2003. Symposium on New Research for New Media, University of Minnesota, Minneapolis, September 5.


Dynamic Topic Analysis of Synchronous Chat


Susan C. Herring

Indiana University, Bloomington






Dynamic topic analysis is one of a set of computer-mediated discourse analysis techniques developed by the author for analyzing coherence in text-based computer-mediated communication (CMC).[1] Its purpose is to track what participants in synchronous discussion forums are talking about as conversation unfolds dynamically over time, and to quantify and visually represent the resultant patterns. Dynamic topic analysis allows CMC researchers to evaluate the nature and quality of online conversations taking place in Web chat, IRC, MUDs/MOOs, Instant Messaging, and graphical virtual worlds, as well as through specialized chat systems in educational and business environments. Unlike asynchronous discussion forums in which messages containing subject and reply lines allow for automated threading, most chat systems have no formal mechanism for indicating to what a message is responding; rather, cross-message coherence must be inferred from meaning. Dynamic topic analysis identifies the semantic relationships between ideas by reconstructing the message producer's intent to communicate a certain idea in response (or not) to a previously expressed idea, and codes and visually links these relationships. The resulting set of semantic links in temporal sequence reveals the topical flow or "threads" of a chat conversation.


In this paper, I describe how dynamic topic analysis (henceforth, DTA) was employed in a comparative study of recreational and pedagogical uses of Internet Relay Chat (Herring & Nix, 1997). Previous research had advanced optimistic claims about the potential of chat systems to enhance online learning, at the same time as empirical research was bringing to light some of their limitations, including a tendency for chat conversations to be fragmented, chaotic, and topically digressive. At that time, most chat research was based on recreational chat in unstructured, public access Internet contexts. We were interested in finding out if serious, focused, on-topic chat were possible, and if so, what it would look like, as a means to evaluate the extent to which synchronous chat can facilitate learning in educational contexts.


Three extended sequences were selected for analysis from each of two Internet Relay Chat (IRC) contexts, one an on-line course providing advanced instruction in pharmacology, and the other a chat channel devoted exclusively to light social interaction. So that the two samples could be compared, a method was devised to describe and measure topical coherence. It was not enough simply to identify the topic of each sequence, as most topic analysis does (e.g., Chafe, 1994), or to code on-topic as opposed to off-topic messages, on the assumption that each sequence had a single global topic. Chat conversations can shift quickly, for example when new participants enter the chat environment, and multiple conversations often take place simultaneously in the same chat space (Herring, 1999). For multi-participant chat data, therefore, it was necessary to conceptualize topic locally, at the level of the individual exchange, and dynamically, as potentially re-directed by each new message that is posted to the chat channel.

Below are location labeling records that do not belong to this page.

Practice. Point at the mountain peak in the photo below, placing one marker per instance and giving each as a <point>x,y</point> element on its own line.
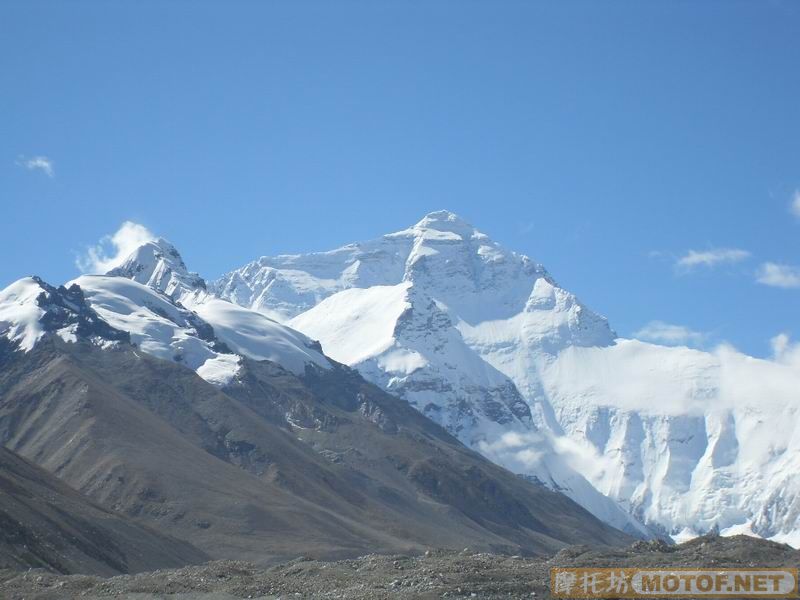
<point>446,222</point>
<point>159,265</point>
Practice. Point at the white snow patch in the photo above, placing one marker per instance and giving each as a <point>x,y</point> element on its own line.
<point>19,313</point>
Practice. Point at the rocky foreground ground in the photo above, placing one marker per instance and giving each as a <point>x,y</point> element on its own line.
<point>437,574</point>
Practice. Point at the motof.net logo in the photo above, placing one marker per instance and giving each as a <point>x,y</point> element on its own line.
<point>673,583</point>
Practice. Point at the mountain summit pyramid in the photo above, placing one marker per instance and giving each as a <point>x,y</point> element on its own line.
<point>484,341</point>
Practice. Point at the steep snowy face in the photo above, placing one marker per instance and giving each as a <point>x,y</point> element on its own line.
<point>158,264</point>
<point>685,439</point>
<point>395,308</point>
<point>473,276</point>
<point>170,314</point>
<point>31,308</point>
<point>444,317</point>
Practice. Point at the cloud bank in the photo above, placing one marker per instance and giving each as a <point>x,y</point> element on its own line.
<point>669,334</point>
<point>711,258</point>
<point>112,249</point>
<point>777,275</point>
<point>38,163</point>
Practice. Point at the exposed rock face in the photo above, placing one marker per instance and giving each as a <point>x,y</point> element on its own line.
<point>478,338</point>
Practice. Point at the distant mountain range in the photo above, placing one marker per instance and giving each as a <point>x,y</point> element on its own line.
<point>222,428</point>
<point>485,342</point>
<point>425,389</point>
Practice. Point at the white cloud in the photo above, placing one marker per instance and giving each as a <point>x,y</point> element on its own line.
<point>712,257</point>
<point>785,351</point>
<point>37,163</point>
<point>112,249</point>
<point>777,275</point>
<point>794,207</point>
<point>668,334</point>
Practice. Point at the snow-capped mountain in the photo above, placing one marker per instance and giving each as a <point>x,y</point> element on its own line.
<point>485,342</point>
<point>273,451</point>
<point>153,301</point>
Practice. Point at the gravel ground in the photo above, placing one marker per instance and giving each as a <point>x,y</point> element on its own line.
<point>437,574</point>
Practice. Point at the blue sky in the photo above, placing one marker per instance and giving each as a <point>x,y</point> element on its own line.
<point>607,140</point>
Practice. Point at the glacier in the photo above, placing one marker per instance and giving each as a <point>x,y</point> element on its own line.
<point>484,341</point>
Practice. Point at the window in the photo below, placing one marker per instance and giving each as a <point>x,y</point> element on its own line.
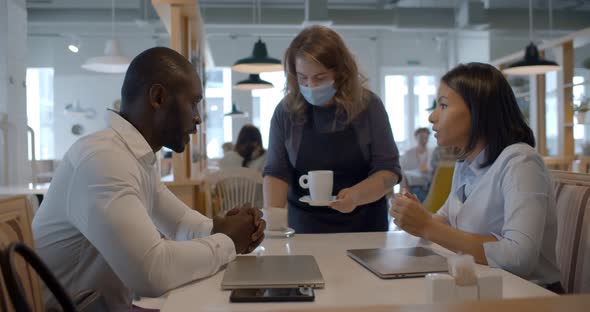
<point>40,112</point>
<point>265,101</point>
<point>408,93</point>
<point>551,114</point>
<point>579,92</point>
<point>218,90</point>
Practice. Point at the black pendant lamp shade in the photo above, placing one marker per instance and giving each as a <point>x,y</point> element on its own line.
<point>532,64</point>
<point>235,112</point>
<point>259,62</point>
<point>252,83</point>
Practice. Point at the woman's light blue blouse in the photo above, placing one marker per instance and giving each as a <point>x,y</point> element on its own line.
<point>513,200</point>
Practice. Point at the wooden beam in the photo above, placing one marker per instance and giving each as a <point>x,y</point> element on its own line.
<point>580,37</point>
<point>568,111</point>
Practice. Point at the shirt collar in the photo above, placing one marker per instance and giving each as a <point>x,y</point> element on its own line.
<point>475,165</point>
<point>134,141</point>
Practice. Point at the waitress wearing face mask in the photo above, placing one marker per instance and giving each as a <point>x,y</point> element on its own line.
<point>329,121</point>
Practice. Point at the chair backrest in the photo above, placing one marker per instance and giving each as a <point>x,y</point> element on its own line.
<point>231,187</point>
<point>15,226</point>
<point>563,163</point>
<point>440,187</point>
<point>572,194</point>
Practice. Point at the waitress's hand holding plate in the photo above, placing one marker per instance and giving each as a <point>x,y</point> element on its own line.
<point>346,201</point>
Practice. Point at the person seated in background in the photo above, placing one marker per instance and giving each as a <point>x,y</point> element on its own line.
<point>416,165</point>
<point>248,151</point>
<point>100,225</point>
<point>227,147</point>
<point>501,208</point>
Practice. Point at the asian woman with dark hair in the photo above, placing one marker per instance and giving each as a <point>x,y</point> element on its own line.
<point>501,207</point>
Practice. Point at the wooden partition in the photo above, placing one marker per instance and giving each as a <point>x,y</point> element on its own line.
<point>183,21</point>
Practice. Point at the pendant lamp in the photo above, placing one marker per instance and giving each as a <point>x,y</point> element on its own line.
<point>113,61</point>
<point>235,112</point>
<point>252,83</point>
<point>258,62</point>
<point>532,64</point>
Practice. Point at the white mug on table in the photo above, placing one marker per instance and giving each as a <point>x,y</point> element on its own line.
<point>276,218</point>
<point>319,183</point>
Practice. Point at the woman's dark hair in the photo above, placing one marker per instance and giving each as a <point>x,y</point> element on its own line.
<point>249,141</point>
<point>495,115</point>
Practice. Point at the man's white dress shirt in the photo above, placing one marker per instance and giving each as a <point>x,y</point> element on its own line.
<point>99,224</point>
<point>511,199</point>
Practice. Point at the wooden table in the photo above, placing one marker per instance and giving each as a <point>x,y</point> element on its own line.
<point>348,284</point>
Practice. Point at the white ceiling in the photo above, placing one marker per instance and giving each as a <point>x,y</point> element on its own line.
<point>137,17</point>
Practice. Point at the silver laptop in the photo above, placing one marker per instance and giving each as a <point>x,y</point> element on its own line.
<point>272,272</point>
<point>400,262</point>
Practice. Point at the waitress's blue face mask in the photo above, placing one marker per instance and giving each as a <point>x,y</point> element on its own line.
<point>319,95</point>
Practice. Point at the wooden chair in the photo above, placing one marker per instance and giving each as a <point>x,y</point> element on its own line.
<point>231,187</point>
<point>440,186</point>
<point>15,225</point>
<point>584,164</point>
<point>572,194</point>
<point>563,163</point>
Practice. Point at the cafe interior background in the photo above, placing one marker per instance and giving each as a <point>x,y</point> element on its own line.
<point>53,88</point>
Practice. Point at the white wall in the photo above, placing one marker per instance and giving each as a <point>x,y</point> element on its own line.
<point>372,49</point>
<point>72,83</point>
<point>13,29</point>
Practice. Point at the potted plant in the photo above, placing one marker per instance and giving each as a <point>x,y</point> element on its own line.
<point>581,108</point>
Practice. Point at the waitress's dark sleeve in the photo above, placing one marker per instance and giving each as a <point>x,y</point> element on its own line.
<point>277,162</point>
<point>383,150</point>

In what follows, I describe the methods we devised to meet this challenge, how they were implemented, and what they reveal in relation to the larger research question. I then discuss their limitations and propose refinements for improving DTA as a tool for CMC research in the future.



The IRC Study


Theoretical Assumptions and Hypotheses


Our analysis of topical  coherence in synchronous chat is based on the following theoretical assumptions. First, we assume that chat is "conversation-like", such that methods of conversation analysis can appropriately be applied to it. (The relationship between moves and move sequences involving multiple participants has been previously studied primarily in spoken discourse contexts; e.g., McLaughlin, 1984). Second, with regard to "on-topicness", we assume that an ideal conversation is not comprised of a sequence of turns all of which talk about the same thing (that would be uninteresting), but rather that there is an optimal balance of narrowly on-topic moves and moves that add to or otherwise shift the topic in new directions (cf. Hobbs, 1990; Jefferson, 1988; Sacks, 1992). (The precise nature of this balance is a matter for empirical investigation.) Third, in as much as discourse patterns vary in general according to speakers and communicative purpose (cf. Schiffrin, 1994), we assume this will also be the case for topicality, and thus there may be different manifestations (and ideals) of topical coherence depending on the context. Fourth and last, we assume that these manifestations are potentially systematic, and that characteristic topic trajectories can be identified for different contexts of chat communication.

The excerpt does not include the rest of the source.